Unfortunately, fieldwork (by us1 and many, many others) shows that these models are not necessarily true, and that the practices resulting from them do not necessarily make things better---and can in fact make things worse.
If we blindly apply conventional wisdom without validating the assumptions upon which it is based, we don’t see the security gains that we might expect. This gives rise to uncanny descents, scenarios where we turn up security knobs with the expectation that aggregate security will improve, but we instead observe that things get worse.
We posit that these problems all result from the same underlying cause: flawed models of the interaction of humans and technology. Security policies, mechanisms, and recommendations are designed according to a human-conceived model of security, whether designed directly by the policy designer (e.g., by following tradition) or indirectly by the utilization of risk assessment or other security tools that are created by humans.

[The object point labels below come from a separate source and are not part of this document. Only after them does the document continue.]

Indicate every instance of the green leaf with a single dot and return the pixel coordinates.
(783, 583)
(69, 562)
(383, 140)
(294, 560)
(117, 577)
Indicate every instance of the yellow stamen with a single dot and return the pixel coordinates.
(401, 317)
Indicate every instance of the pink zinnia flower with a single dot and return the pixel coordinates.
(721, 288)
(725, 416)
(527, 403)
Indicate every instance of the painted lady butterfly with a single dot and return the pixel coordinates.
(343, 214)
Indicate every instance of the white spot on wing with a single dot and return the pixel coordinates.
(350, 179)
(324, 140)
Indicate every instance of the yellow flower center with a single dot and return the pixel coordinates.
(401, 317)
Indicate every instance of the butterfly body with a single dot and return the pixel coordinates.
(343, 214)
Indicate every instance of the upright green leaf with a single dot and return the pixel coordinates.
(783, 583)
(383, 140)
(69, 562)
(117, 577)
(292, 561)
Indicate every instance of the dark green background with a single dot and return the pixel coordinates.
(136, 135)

In previous work, we’ve characterized these causes as mismorphisms, ``mappings that fail to preserve structure''---especially mismatches between the security practitioner's mental model, the user's mental model, the model arising from system data, and the reality.
This situation gives rise to a grand challenge: how do we unravel this problem? Flawed models lead to bad decisions. We need a way to make better decisions.
This poster explores this problem, and presents both our current work as well as where we plan to go next. A solution would likely have several components: effective ways to talk about aggregate security in practice, effective ways to discover and correct flaws in mental models, and effective ways to make better security decisions despite such flaws.